Fresh off 16 years working her way up the food chain in the private sector, the Minnesota Pollution Control Agency's newest leader looks to apply these skills in a way that balances the needs of business with environmental protections.

Commissioner Laura Bishop's been on the job since January. It's the first public sector job of any kind she's held in the last 16 years, a long time since she served in former Gov. Jesse Ventura's administration in the early aughts. In the meantime, she said she carved a place for herself in the executive structure of Best Buy, working as the chief sustainability and corporate responsibility officer for the tech giant.

"For me it wasn't necessarily going to Best Buy because I love electronic consumer products," Bishop told the Dispatch during a recent sit-down. "I do, but it was because I thought I could be part of a major company that's on the cusp of every community and their environmental impact throughout the state. This is our treasure and our future."

Before her stint in Ventura's government, Bishop sported a career in public service with stops at the White House, the U.S. Department of Education, and the State Department at the U.S. Embassy in Switzerland.

On a more personal note, Bishop spoke fondly of a childhood spent, in part, at a family cabin by Aitkin, where she discovered an appreciation for Minnesota's natural wilderness long predating the pillared halls of St. Paul and Washington, D.C.

These experiences look to be a valuable asset going forward, Bishop said, and she added it's one of the main reasons Gov. Tim Walz brought her aboard this year.
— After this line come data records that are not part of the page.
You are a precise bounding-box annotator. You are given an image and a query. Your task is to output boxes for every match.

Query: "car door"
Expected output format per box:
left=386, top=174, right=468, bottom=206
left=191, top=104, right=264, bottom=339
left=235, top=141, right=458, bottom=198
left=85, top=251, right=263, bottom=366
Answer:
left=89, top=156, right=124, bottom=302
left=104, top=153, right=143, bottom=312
The MPCA monitors environmental health, offers technical and financial assistance, enforces environmental regulations and performs preventative or cleanup initiatives throughout Minnesota.

"While Minnesota is a leader in combating climate change, we still have work to do to build a sustainable future," Walz stated in a news release announcing the appointment earlier this year. "Laura Bishop is a proven coalition builder, with decades of experience in the corporate and public affairs sectors. As the chief sustainability and corporate responsibility officer for Best Buy, Laura knows how to build coalitions and implement solutions that are good for the environment and good for business-because it isn't one or the other."

While the MPCA counts about 75 percent of its staff as scientists and related fields, Bishop's goal is to bridge the gap between government regulators and private businesses throughout the state in what she hopes will be a proactive, cooperative and effective marriage.

Much of the issue lies in confusing or difficult regulatory hurdles for businesses to honor, she said, if those stipulations are communicated at all. If communities are going to address pressing issues of water quality, waste disposal, mining, landfill containment and others, she said, then they need to be included more in what the MPCA does.

"It's part of the process, but we're not going out to the communities, we're not asking the communities," Bishop said. "So, for me, we need a broader outreach plan that isn't just the media, or just government, but the neighborhoods and other (nongovernmental organizations), the chambers of commerce-getting more engagement."

Her stop at the Dispatch-just one of many throughout the state in what amounted to something of a tour, Bishop said-was done in that spirit.

Bishop-speaking as a recent private sector executive-noted she didn't agree with sentiments that environmental state agencies like the MPCA can be uncooperative, demanding or abuse their authority with local entities or businesses. Instead, she pointed to a lack of communication and engagement as an area where both sides come away feeling dissatisfied.

"If a company understands what's expected of them and that the communication is clear and the timeline is right in front of them, clear and one they can meet, that works well for both sides," Bishop said. "Most companies want certainty."